Put on your thinking cap
If you are about to engage upon the lengthy consideration of a question or a problem, particularly when you might be thought to require some inspiration or guidance, you might be encouraged to put on your Thinking Cap. This metaphorical cap presumably warms the little grey cells in your brain ensuring a more considered opinion or the right answer, if you are endeavouring to crack what Sherlock Holmes called a three-pipe problem.
This metaphor has been around since at least the seventeenth century, although the cap in question was a more satisfyingly alliterative considering cap. The English comic writer and actor, Robert Armin, used the term in his Foole upon foole, published in 1605, thus; “The Cobler puts off his considering cap, why sir, says he, I sent them home but now”.

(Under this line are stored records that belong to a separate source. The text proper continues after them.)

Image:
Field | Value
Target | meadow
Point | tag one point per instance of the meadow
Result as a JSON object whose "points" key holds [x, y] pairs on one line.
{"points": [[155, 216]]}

Perhaps the most famous considering cap was the one described in The History of Little Miss Goody Two-shoes, an anonymous work published by John Newbery in 1765. In a chapter entitled The Whole History of the Considering Cap, the author describes a considering cap possessed by a Mrs Margery which was “almost as large as a Grenadier’s, but of three equal Sides; on the first of which was written, I MAY BE WRONG; on the second, IT IS FIFTY TO ONE BUT YOU ARE; and the third; I’LL CONSIDER OF IT”. Whoever had it was encouraged “whenever he found his Passions begin to grow turbulent, and not to deliver a Word whilst it was on”. It was also described as “an universal Cure for Wrong-headedness”.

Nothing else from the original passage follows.